What is the medical use of penicillium chrysogenum?
Penicillium chrysogenum is a fungus from which penicillin is made, the first cure for antibiotics. Medical use of antibiotics, as the name suggests, is to cure diseases caused by bacteria. Creating medicine revolution in the revolution in the Penicillin Revolution because it allowed doctors to heal and even eraded a number of diseases that were previously incurable and sometimes fatal. In fact, bacterial infections were among the main causes of death in humans at the time of the discovery of penicillin. The development of antibiotic drugs was the main medical breakthrough, but to the development of bacterial strains, which also do not respond to treatment, contributed too prescribing and improper drug use.
A scientist named Alexander Fleming is attributed to the effects of penicillium chrysogenum on bacteria. For a few days he accidentally left several Petri's dishes containing bacteria, and then noticed that he was threatening that mold -killing bacteria were growing. Fleming acknowledged the potential advantage of this phenomenon and published its results. The discovery wasHowever, mostly forgotten until World War II, when the prevalence of bacterial infections between soldiers restored scientific interest in creating antibiotics. Scientists in the United States have performed exhausting search and eventually found the penicillium chrysogenum that could produce penicillin in sufficiently large quantities to be profitable, leading to possible expanded drug use.
In the years before the development of antibiotics, small scratching or cutting of the skin could be infected with bacteria and then spread to the blood, bones and other parts of the body. Finally, without any way to stop infection, the infection would lead to permanent disability or death. Other bacterial infections, similar to Strep neck and bacterial meningitis that have become relatively small diseases, were very serious and often fatal before penicillin.

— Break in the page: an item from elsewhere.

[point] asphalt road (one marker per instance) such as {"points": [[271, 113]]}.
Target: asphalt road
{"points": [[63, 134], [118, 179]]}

Penicillin and other antibiotics work with cellular affectsThe walls of bacteria, so they cannot grow and multiply. However, medicines that are made of penicillium chrysogenum have become less effective due to the development of bacterial strains that are resistant to penicillin treatment. Many people in the medical community attribute the development of these resistant strains to misinterpret antibiotics. In some cases, doctors may incorrectly prescribe penicillin for common colds and other viral diseases that do not respond to this type of treatment. Other times, people stop taking antibiotics as soon as they feel better than they finish medicines, allowing some bacteria to stay and develop immunity to the drug.